What Caused the Dark Ages in Ancient Greece?

The Dark Ages of Ancient Greece is a period in the history of Greece that lasted from 1100 BC to 750 BC. It was a time of great upheaval and instability, marked by the collapse of Mycenaean civilization and the emergence of new city-states. The causes of the Dark Ages are still a matter of debate among historians, but several factors are believed to have contributed to this tumultuous period.

The Collapse of Mycenaean Civilization:

The Mycenaean civilization was a powerful and affluent civilization that dominated Greece from around 1600 BC to 1100 BC. It was characterized by its impressive palaces, intricate artwork, and sophisticated military tactics.

However, around 1200 BC, the Mycenaean civilization began to decline rapidly.

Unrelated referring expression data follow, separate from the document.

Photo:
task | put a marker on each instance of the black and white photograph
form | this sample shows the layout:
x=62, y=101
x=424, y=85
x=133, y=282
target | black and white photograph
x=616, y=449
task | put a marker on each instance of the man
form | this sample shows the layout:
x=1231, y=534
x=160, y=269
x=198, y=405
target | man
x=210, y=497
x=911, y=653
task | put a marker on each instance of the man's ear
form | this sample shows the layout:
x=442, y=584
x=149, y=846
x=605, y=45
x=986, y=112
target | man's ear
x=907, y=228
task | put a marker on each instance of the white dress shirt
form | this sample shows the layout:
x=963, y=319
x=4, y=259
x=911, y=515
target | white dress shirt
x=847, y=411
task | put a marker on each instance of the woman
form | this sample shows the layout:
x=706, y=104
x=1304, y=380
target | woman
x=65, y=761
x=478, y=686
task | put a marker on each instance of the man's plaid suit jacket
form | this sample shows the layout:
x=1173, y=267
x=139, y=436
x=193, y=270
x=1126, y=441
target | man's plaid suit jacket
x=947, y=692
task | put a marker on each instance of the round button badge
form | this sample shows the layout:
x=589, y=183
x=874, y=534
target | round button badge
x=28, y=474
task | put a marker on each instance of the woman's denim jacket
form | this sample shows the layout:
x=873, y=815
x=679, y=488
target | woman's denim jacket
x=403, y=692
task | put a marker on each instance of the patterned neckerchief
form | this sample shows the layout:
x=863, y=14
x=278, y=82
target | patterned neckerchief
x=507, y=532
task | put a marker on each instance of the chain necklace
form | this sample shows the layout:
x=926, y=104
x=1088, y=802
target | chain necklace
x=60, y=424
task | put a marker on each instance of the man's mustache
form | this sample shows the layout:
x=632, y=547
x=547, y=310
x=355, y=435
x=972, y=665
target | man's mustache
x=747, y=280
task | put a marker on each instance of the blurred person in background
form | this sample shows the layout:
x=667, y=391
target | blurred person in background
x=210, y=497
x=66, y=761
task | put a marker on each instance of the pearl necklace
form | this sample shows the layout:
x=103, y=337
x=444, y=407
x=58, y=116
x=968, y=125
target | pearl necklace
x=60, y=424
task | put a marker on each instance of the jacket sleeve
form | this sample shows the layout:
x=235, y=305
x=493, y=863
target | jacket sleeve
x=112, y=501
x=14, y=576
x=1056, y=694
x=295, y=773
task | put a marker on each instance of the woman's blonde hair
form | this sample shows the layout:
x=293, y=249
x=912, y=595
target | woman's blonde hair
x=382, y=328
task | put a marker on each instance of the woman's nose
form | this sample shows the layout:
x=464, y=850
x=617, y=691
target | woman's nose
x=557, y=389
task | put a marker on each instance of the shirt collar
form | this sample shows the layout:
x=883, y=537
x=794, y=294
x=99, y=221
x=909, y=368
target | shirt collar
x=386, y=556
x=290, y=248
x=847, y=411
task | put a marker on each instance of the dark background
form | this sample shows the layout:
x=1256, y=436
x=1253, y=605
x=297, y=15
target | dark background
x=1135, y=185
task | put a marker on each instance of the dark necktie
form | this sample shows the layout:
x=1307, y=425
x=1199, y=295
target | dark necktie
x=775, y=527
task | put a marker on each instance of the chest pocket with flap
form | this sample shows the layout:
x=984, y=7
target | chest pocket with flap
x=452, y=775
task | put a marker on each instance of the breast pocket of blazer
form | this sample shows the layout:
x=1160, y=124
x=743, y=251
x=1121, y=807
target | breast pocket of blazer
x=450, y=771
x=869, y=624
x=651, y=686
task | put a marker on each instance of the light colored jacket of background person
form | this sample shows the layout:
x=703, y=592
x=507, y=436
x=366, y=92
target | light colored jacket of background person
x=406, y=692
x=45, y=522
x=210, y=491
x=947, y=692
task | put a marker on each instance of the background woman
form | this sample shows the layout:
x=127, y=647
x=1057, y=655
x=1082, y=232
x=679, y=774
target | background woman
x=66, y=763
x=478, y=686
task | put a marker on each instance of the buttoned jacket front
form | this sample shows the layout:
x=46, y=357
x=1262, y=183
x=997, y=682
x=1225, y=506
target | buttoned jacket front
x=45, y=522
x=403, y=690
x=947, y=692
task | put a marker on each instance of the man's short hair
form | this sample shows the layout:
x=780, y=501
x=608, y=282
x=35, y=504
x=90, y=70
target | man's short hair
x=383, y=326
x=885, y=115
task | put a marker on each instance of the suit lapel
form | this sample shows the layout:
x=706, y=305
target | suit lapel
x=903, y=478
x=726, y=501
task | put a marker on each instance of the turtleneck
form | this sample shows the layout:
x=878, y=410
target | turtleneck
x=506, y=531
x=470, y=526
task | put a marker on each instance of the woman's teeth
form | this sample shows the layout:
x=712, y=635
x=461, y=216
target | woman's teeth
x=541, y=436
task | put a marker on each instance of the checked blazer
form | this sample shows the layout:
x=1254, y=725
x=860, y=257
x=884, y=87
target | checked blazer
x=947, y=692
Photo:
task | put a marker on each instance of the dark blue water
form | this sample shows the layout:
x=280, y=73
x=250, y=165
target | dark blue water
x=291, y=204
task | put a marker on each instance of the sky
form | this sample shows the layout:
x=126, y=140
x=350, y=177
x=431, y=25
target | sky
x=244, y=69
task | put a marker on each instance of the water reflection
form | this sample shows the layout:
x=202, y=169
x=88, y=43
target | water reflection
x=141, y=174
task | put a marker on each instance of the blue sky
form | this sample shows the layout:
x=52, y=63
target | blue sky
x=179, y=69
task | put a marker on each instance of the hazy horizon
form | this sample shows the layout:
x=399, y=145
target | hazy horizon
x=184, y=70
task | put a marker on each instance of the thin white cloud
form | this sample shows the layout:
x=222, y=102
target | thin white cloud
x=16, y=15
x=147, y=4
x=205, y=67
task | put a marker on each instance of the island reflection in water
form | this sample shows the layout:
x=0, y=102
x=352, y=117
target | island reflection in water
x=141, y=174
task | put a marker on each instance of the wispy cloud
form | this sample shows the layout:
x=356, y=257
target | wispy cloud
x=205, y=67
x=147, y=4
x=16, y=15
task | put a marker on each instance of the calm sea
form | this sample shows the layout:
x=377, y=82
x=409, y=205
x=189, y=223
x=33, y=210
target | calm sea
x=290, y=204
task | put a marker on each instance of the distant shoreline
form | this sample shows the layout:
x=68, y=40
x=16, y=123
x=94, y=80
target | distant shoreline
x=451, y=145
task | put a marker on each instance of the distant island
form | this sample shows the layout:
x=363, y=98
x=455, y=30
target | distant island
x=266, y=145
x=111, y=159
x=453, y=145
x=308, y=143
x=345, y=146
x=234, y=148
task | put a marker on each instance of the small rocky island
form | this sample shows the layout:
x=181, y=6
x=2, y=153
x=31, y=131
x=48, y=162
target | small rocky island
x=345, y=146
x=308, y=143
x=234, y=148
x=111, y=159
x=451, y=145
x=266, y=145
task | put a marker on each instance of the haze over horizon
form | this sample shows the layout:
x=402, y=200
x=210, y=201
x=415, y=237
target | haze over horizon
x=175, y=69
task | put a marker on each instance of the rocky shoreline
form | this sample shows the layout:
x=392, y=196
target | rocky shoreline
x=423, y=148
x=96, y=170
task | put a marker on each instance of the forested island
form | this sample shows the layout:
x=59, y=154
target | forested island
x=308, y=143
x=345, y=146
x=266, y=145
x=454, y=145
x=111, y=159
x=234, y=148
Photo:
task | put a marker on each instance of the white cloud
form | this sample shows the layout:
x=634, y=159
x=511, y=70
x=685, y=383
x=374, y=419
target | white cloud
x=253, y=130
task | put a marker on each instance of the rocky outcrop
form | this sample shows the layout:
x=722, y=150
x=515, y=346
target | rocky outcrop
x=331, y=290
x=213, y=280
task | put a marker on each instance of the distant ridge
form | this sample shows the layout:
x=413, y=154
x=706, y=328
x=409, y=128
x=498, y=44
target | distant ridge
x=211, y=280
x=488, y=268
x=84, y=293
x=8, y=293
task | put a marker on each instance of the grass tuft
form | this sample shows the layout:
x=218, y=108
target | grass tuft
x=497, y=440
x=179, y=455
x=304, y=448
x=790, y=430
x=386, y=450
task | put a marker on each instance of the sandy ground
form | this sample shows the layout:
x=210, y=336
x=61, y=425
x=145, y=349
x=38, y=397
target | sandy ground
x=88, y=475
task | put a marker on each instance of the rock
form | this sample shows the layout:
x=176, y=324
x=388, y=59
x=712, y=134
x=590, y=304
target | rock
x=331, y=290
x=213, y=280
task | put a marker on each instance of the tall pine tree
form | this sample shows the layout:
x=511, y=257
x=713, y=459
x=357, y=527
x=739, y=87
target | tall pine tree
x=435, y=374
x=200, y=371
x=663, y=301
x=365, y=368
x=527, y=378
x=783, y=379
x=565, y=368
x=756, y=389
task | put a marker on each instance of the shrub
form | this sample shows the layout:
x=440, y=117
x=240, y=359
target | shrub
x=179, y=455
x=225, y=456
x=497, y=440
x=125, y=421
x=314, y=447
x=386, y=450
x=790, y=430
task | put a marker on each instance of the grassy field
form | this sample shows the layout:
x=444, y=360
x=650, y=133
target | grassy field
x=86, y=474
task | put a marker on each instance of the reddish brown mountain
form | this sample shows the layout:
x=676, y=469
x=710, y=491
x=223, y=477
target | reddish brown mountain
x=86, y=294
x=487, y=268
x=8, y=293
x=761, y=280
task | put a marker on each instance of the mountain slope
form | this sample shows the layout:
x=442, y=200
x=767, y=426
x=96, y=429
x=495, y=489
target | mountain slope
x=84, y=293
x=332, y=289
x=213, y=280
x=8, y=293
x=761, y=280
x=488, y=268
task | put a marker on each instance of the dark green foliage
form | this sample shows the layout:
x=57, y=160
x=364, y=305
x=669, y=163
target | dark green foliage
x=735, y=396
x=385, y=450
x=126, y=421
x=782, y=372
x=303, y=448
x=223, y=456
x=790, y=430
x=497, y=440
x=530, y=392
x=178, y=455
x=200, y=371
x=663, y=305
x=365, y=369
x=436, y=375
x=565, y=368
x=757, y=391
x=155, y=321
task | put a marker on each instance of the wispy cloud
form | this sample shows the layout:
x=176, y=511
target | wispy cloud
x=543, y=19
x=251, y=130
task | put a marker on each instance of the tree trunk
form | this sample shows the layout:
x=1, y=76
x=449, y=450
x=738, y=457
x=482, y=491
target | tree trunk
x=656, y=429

Historians believe that several factors contributed to their downfall, including invasions by foreign tribes, internal conflicts, and natural disasters such as earthquakes.

Invasions by Foreign Tribes:

One theory suggests that the Sea Peoples were responsible for the collapse of Mycenaean civilization. The Sea Peoples were a group of seafaring raiders who attacked coastal cities throughout the Mediterranean during the Late Bronze Age. Their origins are unclear, but they were likely comprised of various ethnic groups who banded together for plunder and conquest.

It’s believed that the Sea Peoples played a major role in weakening Mycenaean cities through their frequent raids and attacks. This made them vulnerable to invasions by other tribes such as the Dorians who eventually conquered much of Greece during the Dark Ages.

Internal Conflicts:

Another factor that contributed to the collapse of Mycenaean civilization was internal conflicts among various city-states. The Mycenaeans were not a unified people but rather a collection of independent kingdoms with their own rulers and armies.

These kingdoms often competed with each other for resources and power, leading to frequent conflicts and wars. This weakened the Mycenaean cities and made them more vulnerable to attacks by outside forces.

Natural Disasters:

In addition to invasions and internal conflicts, natural disasters such as earthquakes may have also contributed to the collapse of Mycenaean civilization. Greece is located in a seismically active region, and earthquakes are a common occurrence.

It’s possible that a series of powerful earthquakes destroyed Mycenaean cities, leading to their ultimate downfall. The earthquakes may have also triggered other natural disasters such as floods and landslides, further exacerbating the situation.

The Emergence of New City-States:

After the collapse of Mycenaean civilization, Greece entered a period of great instability as new city-states emerged. These city-states were smaller and more decentralized than their Mycenaean predecessors, but they were also more democratic.

The city-states were characterized by their fierce independence and rivalry with one another. This led to frequent conflicts and wars among them, but it also spurred innovation in fields such as politics, philosophy, and art.


The Dark Ages of Ancient Greece was a tumultuous period marked by the collapse of Mycenaean civilization and the emergence of new city-states. The causes of this period are still debated among historians but are believed to include invasions by foreign tribes, internal conflicts among city-states, natural disasters such as earthquakes, and the emergence of new political structures.

Despite the chaos of this period, it laid the groundwork for many important developments in Greek history. It paved the way for democracy in Athens, inspired great works of literature such as Homer’s epic poems, and laid the foundation for Western philosophy.